2018年8月6日月曜日

狭苦しさの中でこそ観るべき劇がある


小劇場で劇を観るのは、あまり居心地のいい体験ではない。シートが前後も左右も狭いからだ。フォワイエも狭い(もしくはない)ところも多いから、この炎天下を歩いてきた人々が外で吸収した熱をそのまま持ち込む。人いきれが強くなる。汗かきで、人並みより少しばかり肩幅があるくせに人との接触に敏感なものだから人混みでは肩をすぼめる僕にとっては、不快なことこの上ない。
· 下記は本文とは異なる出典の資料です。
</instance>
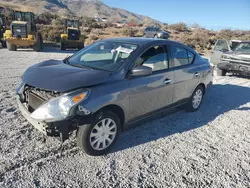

もちろん、こうした狭苦しい思いが、観劇の体験の一部を形成する必要不可欠な要素だと言うこともできる。ましてや、昨日観に行ったのが関東大震災後の朝鮮人虐殺を扱った作品となれば、ますます必要な要素なのかもしれない。震災後の被災者のような決して充分ではない避難場所での生活を疑似体験しているのだと思えばいいのかもしれない。

その劇というのは、燐光群の『九月、東京の路上で』@下北沢ザ・スズナリだ。タイトルからわかるとおり、加藤直樹の同名の書を基にしている。登場人物たちが加藤の本を読みながら95年前を追体験し、虐殺現場のひとつとなった千歳烏山の神社に鎮魂の椎の木を植えようとする物語だ。

もうひとつのプロットは、先日起こった、現役自衛官による野党議員罵倒事件。それの後日譚(これはフィクションなのだろう)が神社に植樹しようとする人々と交錯し、ラストは我々観客までもが逃げ場のない閉所に追い込まれることになる。震災の避難民の苦しさではない。確実になぶり殺しにされるだろう人の苦しさを味わうことになるのだ。苦しい。辛い。やられた。

千秋楽にぎりぎり観ることができたのだが、僕のような駆け込みが多かったのか、満員であった。